Bruce suggests that the way forward for quantitative managers is not through developing new tools but by making better use of the tools they have.
The new generation of quant investing, he says, is about looking for information that other people have missed or cannot find. One way of doing this is through the use of ‘conditioning’ – a process whereby where one factor conditions another in a model.
One example is the extent to which a company’s market capitalisation will condition the importance of its debt equity ratio, he says.
“Everybody throws debt/equity ratio in some form into their models because across the range of small and large caps securities, it gives a little bit of power. It adds a little to the forecast.
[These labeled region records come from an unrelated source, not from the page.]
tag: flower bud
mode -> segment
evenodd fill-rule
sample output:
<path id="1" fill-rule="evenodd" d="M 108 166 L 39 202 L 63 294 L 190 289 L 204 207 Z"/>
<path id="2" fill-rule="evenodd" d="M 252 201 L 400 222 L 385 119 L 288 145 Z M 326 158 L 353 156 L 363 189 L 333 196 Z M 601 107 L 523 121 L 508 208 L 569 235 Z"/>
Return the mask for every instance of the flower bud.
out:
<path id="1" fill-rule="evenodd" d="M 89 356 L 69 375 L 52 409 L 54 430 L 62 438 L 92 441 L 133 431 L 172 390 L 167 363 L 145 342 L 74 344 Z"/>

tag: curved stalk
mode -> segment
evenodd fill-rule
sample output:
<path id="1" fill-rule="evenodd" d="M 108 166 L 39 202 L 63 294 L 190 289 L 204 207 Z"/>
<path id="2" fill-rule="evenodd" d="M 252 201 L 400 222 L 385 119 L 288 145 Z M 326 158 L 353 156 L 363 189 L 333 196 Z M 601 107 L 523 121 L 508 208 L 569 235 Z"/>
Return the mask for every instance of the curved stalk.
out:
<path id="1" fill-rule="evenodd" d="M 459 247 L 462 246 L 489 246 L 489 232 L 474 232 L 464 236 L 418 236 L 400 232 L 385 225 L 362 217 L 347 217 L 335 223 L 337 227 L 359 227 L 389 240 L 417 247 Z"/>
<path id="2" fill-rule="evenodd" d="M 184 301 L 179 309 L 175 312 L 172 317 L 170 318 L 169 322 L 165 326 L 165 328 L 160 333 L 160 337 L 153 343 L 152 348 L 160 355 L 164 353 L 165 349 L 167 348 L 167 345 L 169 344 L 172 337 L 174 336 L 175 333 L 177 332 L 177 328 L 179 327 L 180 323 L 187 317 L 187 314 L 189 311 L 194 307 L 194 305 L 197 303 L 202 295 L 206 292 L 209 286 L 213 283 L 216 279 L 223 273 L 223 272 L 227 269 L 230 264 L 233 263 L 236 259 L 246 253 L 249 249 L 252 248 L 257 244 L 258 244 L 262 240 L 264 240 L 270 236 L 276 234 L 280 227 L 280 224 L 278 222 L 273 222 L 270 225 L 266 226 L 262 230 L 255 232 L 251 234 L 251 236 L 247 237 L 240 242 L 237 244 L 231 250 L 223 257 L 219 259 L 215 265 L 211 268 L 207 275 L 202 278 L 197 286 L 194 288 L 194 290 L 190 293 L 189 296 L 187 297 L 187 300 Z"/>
If you have higher debt relative to equity it’s kind of bad, although it’s not really bad.”
Yet the picture changes dramatically once a model is designed to identify extremes or clusters among company sizes, Bruce says. “We found that if you look at the very smallest companies debt equity ratio is really bad.”
On the face of it, this is illogical because banks do not normally lend large amounts to small companies. “The reason is, they didn’t. These small companies were larger companies at some point, and the reason their debt/equity ratio is so big is that things have gone wrong. That’s a very powerful forecaster of future negative returns.”
For the mass of stocks, all but the largest 100 in the universe, the debt/equity ratio is unimportant, he suggests. “For everything in the middle, if you regressed debt/equity ratio against future price returns, it had absolutely no power whatever. It shouldn’t be in the model, because there’s nothing there.”
At the level of the largest companies, the effect is the reverse of that found in the smaller companies. This is because the very largest companies almost never go out of business, he says. “They have diversified business lines, they have great access to the capital markets. In some cases the government won’t let them go out of business.”
Therefore, it is sensible for such companies to take on as much debt as they can to leverage their equity, he says. “So the effect is that when you’re big, the more debt you have the better.”
“Not too many people look at debt/equity ratio and break it up into those terms. We’ve taught ourselves to think that way.
“Everybody is looking at larger and larger datasets, but it is in the tail, in the very extremes of the data, that you can find the most interesting insights,” says Bruce.